My best guess is that partisan differences do: ill-informed Democrats and Independents tend to be isolationist, as Baum would have us expect, but ill-informed Republicans tend to be in favor of intervention.[2] Hence my crack about “mom jeans.” But that possibility does not jibe strongly with what we learned about half of the correlation: partisans’ ability to locate Ukraine (Dems and Repubs are equally poor at it). With luck this post will entice the authors of the Monkey Cage post to delve into their data and tell us the answer.

@WilHMoo

[1] If, like me, you are fashion challenged, Wikipedia helpfully defines “mom jeans.”

[2] Of course, my point about the contrary finding assumes that members of the “inattentive public” are considerably worse at locating Ukraine on the map than members of the “attentive public.” If that is not true, then Baum’s results simply are not relevant.

2 comments
  1. The truth is it has nothing to do with politics, partisan or otherwise. For years critics have been decrying the educational system itself which many believe are actually being forced to dumb down Americans. It’s sad that one points the finger at the people for not knowing, rather than at the system that should have taught them the facts to begin with. I mean there are several older and newer works that describe in detail much of the issues involved:

    Dumbing Down America: The War on Our Nation’s Brightest Young Minds (And What We Can Do to Fight Back) by James Delisle Ph.D. (Aug 1, 2014)
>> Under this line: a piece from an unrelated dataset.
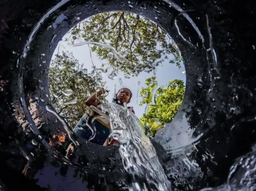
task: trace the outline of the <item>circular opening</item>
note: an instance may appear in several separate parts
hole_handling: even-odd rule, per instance
[[[232,41],[220,37],[219,34],[221,32],[216,32],[216,31],[222,31],[220,29],[222,27],[215,25],[216,24],[214,22],[221,20],[221,19],[219,18],[216,19],[215,14],[212,14],[212,12],[211,14],[205,14],[202,13],[205,13],[204,10],[195,12],[195,10],[192,9],[192,8],[202,7],[201,4],[197,6],[194,4],[190,4],[189,2],[183,4],[179,1],[177,3],[177,4],[167,1],[162,2],[129,1],[127,2],[120,2],[118,1],[111,0],[107,2],[93,1],[89,2],[63,0],[57,3],[54,2],[48,2],[49,4],[46,4],[45,5],[35,2],[33,5],[35,5],[36,7],[33,9],[37,11],[31,11],[31,12],[28,13],[28,15],[30,15],[29,17],[22,15],[20,18],[24,18],[24,19],[21,22],[15,20],[15,23],[22,23],[22,24],[19,26],[18,29],[14,28],[13,33],[10,33],[9,35],[6,36],[6,39],[10,39],[12,41],[8,42],[6,42],[6,40],[4,41],[4,44],[8,44],[7,47],[11,46],[14,48],[13,50],[12,50],[12,55],[9,55],[8,57],[8,59],[6,62],[9,63],[8,62],[10,61],[11,63],[8,64],[8,67],[4,68],[4,69],[0,71],[1,77],[2,75],[8,76],[9,78],[6,78],[6,79],[8,79],[8,81],[12,82],[10,87],[8,88],[8,91],[4,92],[6,94],[5,99],[1,101],[5,107],[4,108],[6,109],[5,109],[5,110],[7,111],[6,113],[10,112],[10,113],[14,114],[14,116],[18,121],[20,128],[16,128],[16,123],[13,120],[13,118],[9,116],[6,118],[4,117],[7,128],[5,127],[3,130],[8,132],[6,134],[12,135],[9,137],[8,138],[11,140],[10,141],[12,141],[12,144],[14,145],[18,145],[15,147],[15,149],[21,151],[21,152],[16,150],[15,151],[19,153],[18,154],[22,154],[24,157],[22,158],[22,160],[19,160],[20,164],[15,163],[17,166],[14,168],[18,169],[19,172],[22,172],[27,177],[39,179],[40,181],[37,184],[41,187],[45,187],[48,186],[48,183],[50,181],[50,179],[51,175],[54,175],[55,173],[54,170],[49,170],[49,168],[53,169],[52,166],[57,167],[59,166],[60,167],[59,168],[60,172],[58,176],[62,176],[62,177],[66,176],[70,177],[72,176],[70,174],[72,173],[69,173],[69,170],[74,172],[74,173],[76,175],[79,171],[80,173],[80,175],[83,176],[84,179],[91,183],[94,186],[94,188],[98,187],[100,187],[99,189],[102,189],[103,187],[106,188],[106,187],[110,190],[113,190],[114,188],[117,187],[125,189],[126,185],[130,188],[134,188],[138,184],[145,190],[151,189],[156,190],[160,189],[159,188],[161,187],[164,188],[163,190],[167,190],[170,187],[174,189],[177,189],[182,190],[190,189],[192,187],[194,189],[200,188],[204,185],[209,185],[208,184],[211,181],[209,181],[208,179],[212,181],[214,183],[212,185],[215,186],[219,185],[220,183],[225,181],[227,177],[232,177],[231,174],[231,176],[228,175],[228,167],[232,165],[232,161],[245,152],[244,151],[237,152],[235,151],[235,148],[237,146],[240,148],[246,148],[249,149],[251,143],[254,141],[252,137],[254,132],[252,131],[250,132],[252,133],[248,133],[249,138],[242,139],[243,143],[240,145],[236,143],[238,140],[237,138],[231,138],[229,134],[227,133],[229,133],[229,128],[221,129],[220,130],[222,133],[215,130],[216,129],[215,128],[218,126],[222,128],[224,126],[223,124],[227,124],[232,125],[230,126],[232,126],[232,129],[233,129],[234,126],[236,127],[243,122],[241,121],[244,121],[244,119],[247,120],[248,118],[244,118],[244,116],[249,116],[246,112],[252,111],[251,114],[254,112],[254,110],[247,109],[250,108],[250,107],[247,107],[249,104],[247,105],[247,104],[244,103],[249,102],[250,104],[252,101],[251,92],[245,88],[242,88],[241,87],[242,86],[237,85],[235,83],[235,82],[239,84],[241,81],[243,81],[242,80],[238,80],[235,82],[233,81],[234,76],[238,79],[242,77],[240,75],[241,73],[240,73],[242,72],[240,71],[240,67],[235,65],[234,65],[235,66],[232,65],[230,67],[229,63],[226,65],[227,62],[228,62],[225,59],[226,58],[226,56],[220,50],[216,48],[216,47],[218,47],[220,50],[224,50],[225,51],[223,51],[225,52],[227,49],[228,51],[229,51],[229,48],[227,48],[227,47],[228,47],[228,44],[230,45],[232,43]],[[27,7],[26,5],[25,6]],[[212,5],[210,6],[213,8],[212,11],[216,12],[216,14],[218,15],[218,13],[221,11],[219,7]],[[209,10],[211,9],[206,9]],[[186,76],[183,75],[182,76],[183,77],[186,76],[186,85],[184,98],[180,107],[176,115],[175,114],[172,114],[175,116],[172,119],[170,123],[166,124],[165,127],[157,132],[154,137],[150,141],[146,138],[143,139],[143,141],[140,141],[140,140],[138,138],[138,135],[133,134],[135,131],[129,130],[126,132],[130,134],[130,137],[134,138],[134,142],[129,145],[130,147],[129,148],[130,149],[129,150],[127,149],[127,145],[125,146],[124,144],[126,140],[125,136],[122,137],[123,138],[122,140],[123,147],[119,148],[120,149],[118,150],[118,148],[114,146],[103,147],[93,143],[87,142],[79,135],[73,133],[67,122],[72,126],[75,125],[77,121],[74,120],[72,124],[69,122],[68,119],[63,119],[63,118],[60,117],[60,114],[58,113],[58,110],[61,110],[62,108],[58,109],[56,106],[57,110],[55,110],[54,104],[52,103],[54,97],[53,93],[58,94],[55,96],[58,97],[65,89],[60,88],[59,90],[56,91],[58,92],[55,92],[54,90],[50,92],[48,87],[51,87],[51,81],[53,83],[56,83],[57,81],[55,81],[54,80],[54,76],[51,77],[51,75],[54,75],[52,74],[53,73],[50,72],[49,73],[49,72],[54,68],[54,67],[50,65],[50,63],[52,56],[54,54],[54,51],[56,48],[58,48],[58,43],[70,28],[76,26],[76,28],[73,28],[72,31],[74,32],[76,35],[77,34],[75,32],[78,28],[77,25],[80,21],[86,18],[90,19],[88,18],[89,17],[98,14],[105,13],[105,14],[108,14],[108,13],[113,13],[113,12],[114,11],[122,11],[150,19],[153,23],[158,25],[159,28],[164,29],[166,32],[173,38],[182,53],[182,55],[184,59]],[[222,10],[221,12],[222,12]],[[120,17],[122,14],[120,13],[122,12],[119,12],[120,14],[117,15],[117,19],[118,19],[119,15],[119,18],[122,20],[122,17]],[[43,16],[41,17],[42,15]],[[20,16],[19,14],[16,17],[18,18]],[[39,21],[38,22],[37,21]],[[223,22],[220,22],[220,23],[223,24],[226,22],[228,23],[227,28],[232,28],[228,25],[230,21],[229,19],[227,19]],[[2,20],[0,23],[1,25],[3,22]],[[134,22],[136,22],[136,21],[134,20]],[[2,25],[1,26],[1,28]],[[31,26],[34,25],[34,28],[32,29]],[[114,23],[112,27],[114,25]],[[118,25],[118,23],[117,26]],[[239,28],[238,25],[237,25],[236,27]],[[156,28],[156,25],[155,26]],[[4,28],[5,30],[7,28],[5,25]],[[114,28],[114,30],[118,30],[118,28]],[[214,34],[213,31],[215,32]],[[79,30],[78,32],[80,32]],[[91,33],[92,39],[94,37],[96,38],[97,34],[95,32],[99,31],[94,32],[94,33],[93,32]],[[2,30],[0,35],[2,35],[2,33],[4,32],[5,31]],[[229,32],[228,33],[229,33]],[[87,33],[85,34],[87,34]],[[236,36],[238,36],[237,33],[236,35]],[[239,36],[242,37],[240,38],[245,38],[244,36],[240,35],[240,34],[239,35]],[[11,35],[12,36],[10,37]],[[118,37],[118,34],[116,37]],[[26,39],[27,41],[25,42],[24,38]],[[104,39],[95,39],[94,40],[99,41],[99,40],[95,40],[97,39],[102,40]],[[154,39],[149,40],[150,41]],[[223,40],[224,42],[222,43],[223,42],[220,41],[221,40]],[[227,41],[229,42],[228,43]],[[234,40],[236,42],[233,43],[236,45],[236,46],[237,44],[242,44],[236,40]],[[251,49],[251,45],[250,46]],[[89,47],[88,45],[87,47],[88,49],[90,47],[91,52],[95,52],[93,51],[95,47],[91,45],[89,45]],[[96,51],[98,49],[99,50],[102,48],[99,47],[101,47],[97,46]],[[244,46],[241,46],[241,47]],[[24,48],[22,49],[22,47]],[[225,49],[226,48],[227,49]],[[145,50],[142,48],[141,49],[142,51]],[[150,49],[148,48],[148,49]],[[105,49],[102,50],[103,50],[105,51]],[[118,52],[120,51],[117,50]],[[232,52],[235,53],[236,51],[232,51]],[[115,53],[116,56],[118,55]],[[68,53],[66,53],[66,54]],[[111,55],[113,55],[113,54]],[[62,56],[63,55],[59,53],[59,56]],[[68,56],[69,57],[69,55]],[[238,56],[236,55],[234,56]],[[76,58],[76,57],[74,57]],[[146,58],[148,58],[147,57]],[[68,59],[67,58],[67,60]],[[235,59],[234,59],[234,60]],[[152,60],[148,61],[146,59],[144,61],[150,63],[153,62],[151,64],[153,64],[156,60],[154,62]],[[87,61],[90,63],[91,62],[90,56]],[[114,65],[113,63],[110,64],[112,66]],[[122,70],[123,72],[126,71],[126,73],[125,72],[122,77],[120,77],[119,75],[116,77],[115,80],[116,84],[118,85],[117,86],[120,85],[120,87],[122,87],[124,85],[126,85],[125,84],[126,80],[124,76],[126,74],[132,71],[138,74],[138,72],[140,72],[140,71],[143,70],[142,69],[144,69],[142,67],[140,70],[138,71],[137,68],[134,68],[131,66],[127,68],[123,67],[121,68],[120,70]],[[160,68],[157,67],[158,69]],[[244,69],[244,68],[243,69]],[[151,68],[151,69],[154,69],[151,72],[154,73],[155,68]],[[6,69],[13,71],[8,73],[6,72],[8,70]],[[126,69],[127,70],[126,71]],[[246,70],[246,69],[244,70]],[[181,75],[182,74],[181,72],[185,71],[182,70],[179,72]],[[114,69],[113,71],[110,70],[107,71],[109,72],[107,72],[106,74],[107,75],[108,75],[110,78],[114,78],[116,75],[115,73],[116,71]],[[68,72],[70,71],[68,70],[67,71]],[[6,73],[8,75],[5,74]],[[59,73],[56,73],[57,76]],[[96,77],[95,74],[94,75],[89,73],[88,74],[90,74],[86,76],[88,79],[91,78],[93,79]],[[120,73],[119,75],[120,75]],[[48,78],[49,76],[50,79]],[[122,80],[119,80],[119,79]],[[246,81],[248,80],[246,78]],[[93,79],[92,83],[94,83],[96,81],[96,79]],[[134,83],[135,85],[133,86],[136,88],[144,84],[144,81],[140,81],[140,85],[138,85],[138,81],[136,80],[136,83]],[[5,85],[7,84],[8,81],[6,80],[2,81],[1,79],[0,91],[2,92],[4,91]],[[60,83],[64,82],[59,80],[59,82]],[[120,82],[122,82],[122,84],[120,84]],[[68,82],[70,84],[68,88],[70,88],[70,86],[74,86],[75,89],[76,88],[75,87],[76,86],[78,87],[78,84],[74,83],[71,80]],[[149,82],[149,85],[151,86],[151,85],[149,85],[150,82]],[[244,84],[241,83],[242,85]],[[132,87],[133,85],[130,83],[129,83],[127,86],[129,85],[129,89],[131,89],[130,86]],[[176,84],[178,84],[178,83]],[[99,87],[99,87],[101,85],[95,86]],[[113,85],[112,87],[112,88]],[[52,87],[53,89],[54,86]],[[151,87],[151,88],[153,89],[154,87]],[[64,92],[66,95],[68,95],[70,93],[70,90],[66,89]],[[118,89],[118,87],[117,87],[116,89]],[[245,94],[247,96],[246,102],[241,101],[241,102],[242,103],[238,103],[238,100],[235,98],[237,97],[236,96],[238,96],[238,95],[242,96],[240,97],[243,98],[243,100],[246,99],[244,97],[246,96],[243,96],[242,94],[241,93],[242,89],[245,90],[244,91],[246,92]],[[142,89],[142,91],[143,90],[145,89]],[[75,92],[74,90],[72,90]],[[91,91],[93,91],[91,90]],[[108,96],[111,96],[113,92],[114,92],[114,91],[110,91]],[[90,93],[88,95],[90,94]],[[158,93],[161,94],[161,92]],[[136,93],[135,91],[135,94],[133,93],[132,98],[136,97],[134,96]],[[9,95],[13,95],[13,96],[8,97],[8,93],[10,94]],[[143,94],[142,94],[143,95]],[[67,100],[63,101],[62,104],[64,104],[64,102],[66,101],[69,101],[69,103],[70,102],[72,103],[76,102],[75,99],[70,100],[77,96],[74,93],[72,95],[74,96],[68,97],[70,96],[67,95],[66,97]],[[223,95],[225,96],[222,96]],[[51,95],[52,95],[52,98]],[[156,101],[158,101],[158,98],[160,96],[157,96]],[[159,99],[161,101],[161,99]],[[135,100],[137,100],[136,99],[133,99],[132,101]],[[79,101],[78,98],[78,100]],[[239,99],[238,100],[240,100]],[[179,101],[177,99],[176,102],[178,103],[175,103],[180,104],[181,100],[180,99]],[[138,100],[138,102],[139,100]],[[222,103],[224,103],[223,105],[226,108],[225,108],[224,112],[222,111],[224,108],[223,106],[222,106]],[[230,109],[230,110],[229,110],[232,106],[238,104],[240,107],[237,107],[235,109]],[[77,105],[75,104],[73,105]],[[164,105],[165,106],[166,104]],[[251,107],[252,105],[251,104],[249,106]],[[10,106],[12,107],[12,108],[14,108],[13,111],[10,110]],[[153,106],[150,107],[148,108],[148,112],[153,112],[155,108]],[[168,107],[166,108],[166,111],[163,112],[161,117],[165,117],[164,114],[168,113],[168,110],[169,108]],[[78,109],[73,109],[72,111],[75,113],[74,114],[72,114],[77,117],[77,115],[82,114],[81,113],[84,112],[84,109],[85,109],[82,108],[80,109],[80,111]],[[109,109],[109,112],[113,112],[111,108]],[[245,110],[249,111],[242,113],[242,111]],[[59,110],[58,112],[60,112]],[[4,113],[4,117],[7,116],[6,114]],[[130,118],[134,120],[132,122],[136,122],[133,115],[132,114]],[[240,118],[238,116],[240,117]],[[81,116],[79,116],[77,119],[79,119],[80,117]],[[158,117],[159,118],[159,116]],[[236,117],[239,118],[240,121],[234,124],[234,123],[237,122]],[[152,119],[151,117],[150,118]],[[218,121],[216,120],[217,118],[219,120]],[[77,121],[77,119],[76,119]],[[229,120],[226,122],[225,121],[226,119]],[[252,119],[251,118],[249,120]],[[94,121],[92,120],[90,122],[92,123]],[[153,124],[155,123],[154,124],[158,124],[158,122],[156,120],[153,120],[152,122]],[[120,124],[118,123],[120,122],[114,121],[112,124],[116,133],[118,133],[118,128]],[[136,126],[136,125],[134,126]],[[145,132],[143,131],[134,129],[132,129],[137,131],[138,134],[141,136],[140,137],[145,137],[144,136]],[[244,130],[243,134],[246,134],[249,132],[246,131],[247,130]],[[62,132],[65,134],[65,136]],[[15,136],[14,136],[14,134]],[[220,136],[220,134],[222,135]],[[220,136],[220,138],[219,139],[216,138],[215,136],[218,136],[218,137]],[[228,140],[231,140],[228,141]],[[217,141],[215,141],[216,140]],[[200,146],[195,148],[194,146],[198,144],[199,141],[200,141]],[[6,141],[9,143],[9,140]],[[137,146],[138,145],[140,147]],[[152,145],[154,145],[154,148]],[[1,146],[2,149],[2,145]],[[185,150],[184,149],[184,147]],[[14,149],[11,149],[12,152],[15,150]],[[50,151],[50,153],[48,151]],[[132,155],[133,154],[129,153],[129,151],[137,152],[137,154],[139,151],[140,155],[137,155],[138,157],[131,157],[131,156],[134,156],[134,155]],[[207,158],[204,154],[205,152],[207,152]],[[35,154],[40,152],[44,154],[42,154],[44,157],[42,157],[43,158],[42,163],[46,166],[45,164],[50,163],[49,166],[50,167],[47,168],[44,167],[42,169],[36,165],[36,166],[34,171],[32,171],[32,173],[30,173],[28,170],[32,167],[32,165],[31,164],[34,164],[33,163],[36,161],[39,157]],[[223,154],[226,152],[228,153],[228,154]],[[13,154],[13,152],[12,153]],[[51,154],[49,155],[49,153]],[[128,154],[126,155],[127,153]],[[50,157],[48,157],[49,156]],[[51,157],[52,156],[56,159],[54,160],[53,162],[52,160],[53,158]],[[140,156],[142,157],[139,157]],[[214,157],[214,159],[213,159]],[[145,159],[149,160],[145,160]],[[208,159],[210,162],[208,163],[207,159]],[[8,163],[8,165],[12,165],[12,163],[14,163],[13,161],[5,161],[4,163]],[[131,163],[131,161],[132,162]],[[218,165],[215,165],[216,163]],[[124,170],[124,167],[125,170]],[[137,167],[139,168],[136,168]],[[139,169],[140,170],[134,170]],[[232,169],[234,169],[233,168]],[[210,171],[212,171],[213,175],[211,175],[211,173],[210,173],[211,174],[209,173]],[[235,169],[232,171],[234,171]],[[160,173],[160,175],[156,172]],[[47,174],[48,175],[42,178],[40,176],[41,174]],[[84,174],[86,175],[84,175]],[[203,174],[205,176],[203,177]],[[145,177],[147,179],[145,179]],[[1,178],[2,178],[2,177]],[[216,179],[220,179],[216,180]],[[19,179],[18,178],[17,179]],[[65,179],[66,181],[67,179]],[[220,181],[218,182],[219,180]],[[72,181],[74,180],[73,178]],[[152,181],[150,182],[148,180]],[[228,182],[230,182],[230,181],[231,180],[232,180],[228,179]],[[170,181],[172,182],[171,186]],[[6,183],[6,181],[8,179],[5,180],[4,183]],[[64,185],[64,184],[60,185],[56,181],[53,183],[54,186],[56,187],[61,187],[64,190],[67,187]],[[164,183],[162,184],[161,183]],[[88,186],[89,187],[90,186]],[[32,190],[37,190],[36,189]]]
[[[184,68],[178,46],[158,24],[138,14],[104,12],[79,22],[62,39],[52,58],[49,87],[57,112],[72,128],[101,87],[110,93],[99,96],[100,103],[129,89],[127,106],[150,138],[171,122],[184,96]]]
    Dumbing Down Our Kids: Why American Children Feel Good About Themselves But Can’t Read, Write, or Add by Charles J. Sykes (Sep 15, 1996)

    Dumbing Us Down: The Hidden Curriculum of Compulsory Schooling, 10th Anniversary Edition by John Taylor Gatto and Thomas Moore (Feb 1, 2002)

    The Deliberate Dumbing Down of America, Revised and Abridged Edition by Charlotte Thomson Iserbyt (2011)

    Death By Supermarket: The Fattening, Dumbing Down, and Poisoning of America by Deville, Nancy (Mar 1, 2011)

    So instead of poking fun at the working class including the prevaricariat, cognitariat, etc. why not do an article on the educational system itself that has failed Americans.

  2. Reblogged this on noir realism and commented:
    Political Violence reposted an article dealing with reportage on American’s who seem to be less than adequate concerning geography. In my comment, after reading the Monkey Cage article, I realized this is part of a larger issue in American Culture and Society that was not even touched on by either Political Violence nor the Monkey Cage. That is the deliberate dumbing down of the Education curriculum over the past half century that has been documented repeatedly by some of the educators themselves.

    The truth is it has nothing to do with politics, partisan or otherwise. For years critics have been decrying the educational system itself which many believe are actually being forced to dumb down Americans. It’s sad that one points the finger at the people for not knowing, rather than at the system that should have taught them the facts to begin with. I mean there are several older and newer works that describe in detail much of the issues involved:

    Dumbing Down America: The War on Our Nation’s Brightest Young Minds (And What We Can Do to Fight Back) by James Delisle Ph.D. (Aug 1, 2014)

    Dumbing Down Our Kids: Why American Children Feel Good About Themselves But Can’t Read, Write, or Add by Charles J. Sykes (Sep 15, 1996)

    Dumbing Us Down: The Hidden Curriculum of Compulsory Schooling, 10th Anniversary Edition by John Taylor Gatto and Thomas Moore (Feb 1, 2002)

    The Deliberate Dumbing Down of America, Revised and Abridged Edition by Charlotte Thomson Iserbyt (2011)

    Death By Supermarket: The Fattening, Dumbing Down, and Poisoning of America by Deville, Nancy (Mar 1, 2011)

    So instead of poking fun at the working class including the prevaricariat, cognitariat, etc. why not do an article on the educational system itself that has failed Americans.